Noch heute erinnern in Potsdam klaffende Lücken an die Nacht des 14. April 1945. In nur 20 Minuten überzogen britische Kampfflieger Teile der Stadt mit einem verheerenden Bombenteppich. Mehrere historische Bauten wurden zerstört, rund 1700 Menschen starben. Dies alles, weil die Faschisten in ihrem von vornherein aussichtslosen und inzwischen längst verlorenen Angriffskrieg noch immer nicht die Waffen streckten. Morgen gedenkt die Stadt mit einem Konzert und einer Podiumsdiskussion in der Friedenskirche des Tages.
»Eine größere militärische Bedeutung hatte das Bombardement Potsdams nicht. Der Krieg war eigentlich vorbei. Es ging vor allem um die Demoralisierung der Zivilbevölkerung«, meint der Historiker Hartmut Knitter. Von 1957 bis 1999 leitete er die Abteilung Geschichte des Potsdam-Museums. Dem Jahr 1945 gilt Knitters Hauptinteresse. »Das Jahr markiert den gravierendsten Einschnitt in der Geschichte Potsdams.«
Neben dem Bombenangriff sind der Tag der Befreiung Potsdams (1. Mai), die Kapitulation der deutschen Truppen und damit die Befreiung ganz Deutschlands vom Faschismus (8. Mai) und die Potsdamer Konferenz (17. Juli) weitere einschneidende Ereignisse. Für die Erforschung der Bombennacht des 14. April studierte Hartmut Knitter unter anderem alte Berichte der Royal Airforce. »Als Begründung für den Angriff wurden der Sitz des Oberkommandos der deutschen Luftwaffe und weitere wichtige Dienststellen des Dritten Reiches genannt. Zudem sollten wichtige Bahn- und Straßenverbindungen zerstört werden.« Doch das zentrale Abwurfgebiet lag rund um den Alten Markt. »Ein Durchmesser von etwa zwei Kilometern«, schätzt der Historiker.

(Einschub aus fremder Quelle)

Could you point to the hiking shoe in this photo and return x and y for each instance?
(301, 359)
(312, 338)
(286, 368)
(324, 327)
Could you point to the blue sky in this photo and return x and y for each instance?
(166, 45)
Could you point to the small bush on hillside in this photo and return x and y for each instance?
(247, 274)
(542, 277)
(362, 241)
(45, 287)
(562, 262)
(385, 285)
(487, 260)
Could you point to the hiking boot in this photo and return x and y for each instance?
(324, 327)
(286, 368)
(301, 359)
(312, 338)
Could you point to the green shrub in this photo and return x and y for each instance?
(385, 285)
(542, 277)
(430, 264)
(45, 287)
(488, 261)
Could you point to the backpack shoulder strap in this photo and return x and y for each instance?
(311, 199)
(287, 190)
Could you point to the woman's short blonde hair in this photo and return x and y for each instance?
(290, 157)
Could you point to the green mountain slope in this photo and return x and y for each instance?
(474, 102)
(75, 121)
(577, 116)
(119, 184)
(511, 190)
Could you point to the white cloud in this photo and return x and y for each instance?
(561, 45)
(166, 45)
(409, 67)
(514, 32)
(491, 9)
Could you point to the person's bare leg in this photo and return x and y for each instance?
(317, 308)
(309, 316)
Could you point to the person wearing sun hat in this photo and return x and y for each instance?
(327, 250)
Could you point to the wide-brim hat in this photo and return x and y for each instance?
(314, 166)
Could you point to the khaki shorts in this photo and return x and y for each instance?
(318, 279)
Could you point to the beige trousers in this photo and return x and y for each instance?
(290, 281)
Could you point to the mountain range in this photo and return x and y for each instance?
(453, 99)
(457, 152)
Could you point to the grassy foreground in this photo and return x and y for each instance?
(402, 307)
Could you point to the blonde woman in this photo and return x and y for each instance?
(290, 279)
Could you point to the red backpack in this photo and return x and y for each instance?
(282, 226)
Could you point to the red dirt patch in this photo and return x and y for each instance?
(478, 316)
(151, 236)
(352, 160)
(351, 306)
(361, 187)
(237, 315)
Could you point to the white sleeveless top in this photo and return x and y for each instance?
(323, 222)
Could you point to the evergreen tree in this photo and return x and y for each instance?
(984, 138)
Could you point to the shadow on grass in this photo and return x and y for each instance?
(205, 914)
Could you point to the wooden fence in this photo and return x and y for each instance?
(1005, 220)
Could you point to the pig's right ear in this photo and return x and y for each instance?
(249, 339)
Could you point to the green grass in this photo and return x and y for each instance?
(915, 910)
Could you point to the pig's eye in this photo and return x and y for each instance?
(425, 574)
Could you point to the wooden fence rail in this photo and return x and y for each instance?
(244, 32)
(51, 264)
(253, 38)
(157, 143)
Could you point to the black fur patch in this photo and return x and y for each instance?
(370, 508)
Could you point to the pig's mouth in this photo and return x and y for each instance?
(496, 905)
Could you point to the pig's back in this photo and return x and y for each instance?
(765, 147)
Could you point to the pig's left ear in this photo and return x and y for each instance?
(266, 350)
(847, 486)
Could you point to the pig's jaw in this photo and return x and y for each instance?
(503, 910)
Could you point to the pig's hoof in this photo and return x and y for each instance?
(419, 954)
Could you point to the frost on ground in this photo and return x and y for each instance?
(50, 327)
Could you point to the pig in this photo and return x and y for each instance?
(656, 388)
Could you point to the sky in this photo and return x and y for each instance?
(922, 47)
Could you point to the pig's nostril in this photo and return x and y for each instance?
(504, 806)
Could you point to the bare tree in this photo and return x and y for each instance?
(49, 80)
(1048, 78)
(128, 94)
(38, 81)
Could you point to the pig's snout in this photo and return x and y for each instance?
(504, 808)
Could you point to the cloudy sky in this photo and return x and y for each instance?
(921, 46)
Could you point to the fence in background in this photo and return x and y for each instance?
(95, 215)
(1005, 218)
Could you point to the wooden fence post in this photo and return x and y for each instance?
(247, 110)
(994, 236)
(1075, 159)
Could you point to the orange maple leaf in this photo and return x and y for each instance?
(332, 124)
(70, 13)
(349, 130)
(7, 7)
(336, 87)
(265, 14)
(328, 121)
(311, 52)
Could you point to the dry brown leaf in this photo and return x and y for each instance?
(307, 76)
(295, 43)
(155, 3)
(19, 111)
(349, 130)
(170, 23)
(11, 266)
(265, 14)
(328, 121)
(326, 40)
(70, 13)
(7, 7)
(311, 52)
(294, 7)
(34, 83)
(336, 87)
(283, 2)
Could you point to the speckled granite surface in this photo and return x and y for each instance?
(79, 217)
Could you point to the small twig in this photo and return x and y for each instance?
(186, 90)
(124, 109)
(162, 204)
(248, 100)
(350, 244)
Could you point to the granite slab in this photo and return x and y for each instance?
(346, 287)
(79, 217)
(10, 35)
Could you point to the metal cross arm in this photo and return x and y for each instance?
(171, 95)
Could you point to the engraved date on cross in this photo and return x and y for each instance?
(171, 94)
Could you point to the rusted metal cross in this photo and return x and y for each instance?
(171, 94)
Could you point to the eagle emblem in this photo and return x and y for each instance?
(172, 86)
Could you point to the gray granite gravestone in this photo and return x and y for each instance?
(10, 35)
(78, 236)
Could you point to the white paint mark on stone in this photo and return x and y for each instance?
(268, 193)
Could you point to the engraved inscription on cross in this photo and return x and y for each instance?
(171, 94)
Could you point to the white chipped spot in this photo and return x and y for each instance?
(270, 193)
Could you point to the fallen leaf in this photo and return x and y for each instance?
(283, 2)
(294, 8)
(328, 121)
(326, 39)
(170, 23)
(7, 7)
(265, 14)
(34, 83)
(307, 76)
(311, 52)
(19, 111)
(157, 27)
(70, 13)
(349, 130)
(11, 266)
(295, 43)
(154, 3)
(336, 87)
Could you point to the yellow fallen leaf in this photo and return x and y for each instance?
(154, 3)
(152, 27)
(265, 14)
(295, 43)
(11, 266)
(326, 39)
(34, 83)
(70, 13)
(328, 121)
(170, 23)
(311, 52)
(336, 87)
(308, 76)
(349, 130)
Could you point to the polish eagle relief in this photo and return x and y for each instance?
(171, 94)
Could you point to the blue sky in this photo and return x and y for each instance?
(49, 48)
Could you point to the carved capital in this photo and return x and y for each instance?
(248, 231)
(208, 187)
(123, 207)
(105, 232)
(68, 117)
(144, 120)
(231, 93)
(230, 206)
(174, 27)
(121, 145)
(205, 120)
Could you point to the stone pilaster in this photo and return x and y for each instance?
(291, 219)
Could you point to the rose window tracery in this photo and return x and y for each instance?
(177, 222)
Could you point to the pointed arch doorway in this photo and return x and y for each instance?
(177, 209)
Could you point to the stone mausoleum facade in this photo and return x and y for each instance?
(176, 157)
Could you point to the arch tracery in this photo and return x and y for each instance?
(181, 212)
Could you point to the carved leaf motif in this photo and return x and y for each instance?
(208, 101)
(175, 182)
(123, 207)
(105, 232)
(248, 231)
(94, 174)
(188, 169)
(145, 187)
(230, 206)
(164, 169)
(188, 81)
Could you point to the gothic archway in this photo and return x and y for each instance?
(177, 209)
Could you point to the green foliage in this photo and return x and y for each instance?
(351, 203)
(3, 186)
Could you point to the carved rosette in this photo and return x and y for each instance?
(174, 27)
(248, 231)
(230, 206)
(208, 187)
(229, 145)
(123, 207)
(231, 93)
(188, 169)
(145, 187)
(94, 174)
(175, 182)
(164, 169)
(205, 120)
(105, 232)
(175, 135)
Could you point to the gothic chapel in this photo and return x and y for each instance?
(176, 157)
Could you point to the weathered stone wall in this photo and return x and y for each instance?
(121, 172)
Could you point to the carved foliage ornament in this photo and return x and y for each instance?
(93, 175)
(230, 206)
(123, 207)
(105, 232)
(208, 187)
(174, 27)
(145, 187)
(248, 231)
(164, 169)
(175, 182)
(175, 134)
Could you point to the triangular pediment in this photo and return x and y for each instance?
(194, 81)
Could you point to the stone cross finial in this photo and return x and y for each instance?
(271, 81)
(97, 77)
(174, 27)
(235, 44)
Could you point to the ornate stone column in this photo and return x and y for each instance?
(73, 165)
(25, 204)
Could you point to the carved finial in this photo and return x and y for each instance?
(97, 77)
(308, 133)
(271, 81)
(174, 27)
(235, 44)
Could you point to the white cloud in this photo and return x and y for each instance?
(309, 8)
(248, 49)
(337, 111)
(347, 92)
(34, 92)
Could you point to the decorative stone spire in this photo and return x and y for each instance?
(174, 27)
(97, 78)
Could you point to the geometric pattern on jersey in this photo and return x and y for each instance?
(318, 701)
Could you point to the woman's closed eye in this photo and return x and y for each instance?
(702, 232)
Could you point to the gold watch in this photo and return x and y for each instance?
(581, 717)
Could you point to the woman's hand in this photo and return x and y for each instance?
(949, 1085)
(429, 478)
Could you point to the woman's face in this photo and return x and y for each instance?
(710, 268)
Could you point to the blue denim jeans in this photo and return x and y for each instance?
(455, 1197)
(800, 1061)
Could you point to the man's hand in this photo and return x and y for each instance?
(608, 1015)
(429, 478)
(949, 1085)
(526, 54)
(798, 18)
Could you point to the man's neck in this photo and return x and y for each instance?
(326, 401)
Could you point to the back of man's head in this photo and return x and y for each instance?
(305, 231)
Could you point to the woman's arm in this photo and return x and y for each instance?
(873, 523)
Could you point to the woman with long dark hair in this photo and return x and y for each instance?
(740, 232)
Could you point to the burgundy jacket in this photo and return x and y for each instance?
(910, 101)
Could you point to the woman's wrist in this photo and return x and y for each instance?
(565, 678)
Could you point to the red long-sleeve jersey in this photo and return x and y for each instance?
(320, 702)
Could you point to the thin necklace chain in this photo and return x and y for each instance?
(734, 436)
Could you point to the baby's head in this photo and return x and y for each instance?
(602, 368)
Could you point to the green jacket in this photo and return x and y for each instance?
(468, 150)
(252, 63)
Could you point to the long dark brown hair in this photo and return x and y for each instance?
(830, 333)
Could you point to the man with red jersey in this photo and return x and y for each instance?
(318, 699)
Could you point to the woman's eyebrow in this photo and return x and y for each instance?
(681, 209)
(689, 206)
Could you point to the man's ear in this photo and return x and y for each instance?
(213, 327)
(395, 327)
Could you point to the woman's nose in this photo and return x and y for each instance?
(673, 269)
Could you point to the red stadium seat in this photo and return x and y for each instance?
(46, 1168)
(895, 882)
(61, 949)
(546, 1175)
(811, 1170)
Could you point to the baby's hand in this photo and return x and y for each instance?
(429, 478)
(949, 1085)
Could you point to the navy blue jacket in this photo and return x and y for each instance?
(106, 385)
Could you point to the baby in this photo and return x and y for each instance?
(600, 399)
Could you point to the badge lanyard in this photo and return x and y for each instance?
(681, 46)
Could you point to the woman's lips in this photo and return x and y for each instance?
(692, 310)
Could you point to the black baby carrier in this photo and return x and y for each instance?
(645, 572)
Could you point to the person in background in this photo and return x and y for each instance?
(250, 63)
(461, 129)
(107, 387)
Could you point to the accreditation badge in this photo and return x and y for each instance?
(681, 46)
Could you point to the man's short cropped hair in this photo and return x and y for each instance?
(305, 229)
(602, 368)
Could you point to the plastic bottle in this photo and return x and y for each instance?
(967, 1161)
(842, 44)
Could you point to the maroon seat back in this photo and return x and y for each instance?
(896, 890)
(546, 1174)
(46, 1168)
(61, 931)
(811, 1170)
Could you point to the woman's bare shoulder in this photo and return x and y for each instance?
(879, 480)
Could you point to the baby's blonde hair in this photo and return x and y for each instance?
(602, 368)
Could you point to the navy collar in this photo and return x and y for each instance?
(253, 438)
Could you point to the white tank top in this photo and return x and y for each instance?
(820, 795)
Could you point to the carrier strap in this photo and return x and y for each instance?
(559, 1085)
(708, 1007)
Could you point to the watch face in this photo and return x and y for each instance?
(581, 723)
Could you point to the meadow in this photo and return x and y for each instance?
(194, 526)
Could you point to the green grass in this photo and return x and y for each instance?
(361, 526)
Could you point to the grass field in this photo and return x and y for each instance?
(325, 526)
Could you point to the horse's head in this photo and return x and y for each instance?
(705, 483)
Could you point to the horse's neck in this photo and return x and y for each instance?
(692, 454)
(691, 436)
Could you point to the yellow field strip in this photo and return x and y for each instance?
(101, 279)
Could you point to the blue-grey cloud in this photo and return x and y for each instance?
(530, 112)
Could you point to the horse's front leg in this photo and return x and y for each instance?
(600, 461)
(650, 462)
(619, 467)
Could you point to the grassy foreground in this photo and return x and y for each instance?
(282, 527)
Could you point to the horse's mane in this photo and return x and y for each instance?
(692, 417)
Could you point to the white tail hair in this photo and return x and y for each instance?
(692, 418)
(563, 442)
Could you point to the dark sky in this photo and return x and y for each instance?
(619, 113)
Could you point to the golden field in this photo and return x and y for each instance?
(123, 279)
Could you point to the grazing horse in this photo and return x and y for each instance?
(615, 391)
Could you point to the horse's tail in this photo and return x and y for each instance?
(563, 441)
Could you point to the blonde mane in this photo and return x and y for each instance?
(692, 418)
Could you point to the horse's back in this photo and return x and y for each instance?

Getroffen wurden vor allem das Stadtschloss, die heutige Freundschaftsinsel und Straßenzüge um den Alten Markt. Einzig der Potsdamer Hauptbahnhof sei militärisch relevant gewesen, meint Knitter. An Zufall oder mangelnde Ortskenntnisse glaubt er nicht.
Jörg Friedrich, Autor des umstrittenen Buches »Der Brand«, vertritt die These, Potsdam sei als ein Symbol des preußischen Militarismus attackiert worden. Hans-Werner Mihan, der selbst ein Buch über die Bombennacht schrieb, schließt sich dem nicht an und verweist darauf, dass sich der Luftangriff vor allem gegen den Hauptbahnhof richtete. Auch Kurt Ahrlt vom Militärgeschichtlichen Forschungsamt in Potsdam meint, dass die Briten den Angriff anders geplant hätten, wenn es darum gegangen wäre, den preußischen Ungeist zu treffen. Möglicherweise ging es darum, den Nachschub für die Ostfront zu behindern, denn den Potsdamer Hauptbahnhof passierten Züge mit deutschen Soldaten, die die Rote Armee beim Sturm auf Berlin aufhalten sollten.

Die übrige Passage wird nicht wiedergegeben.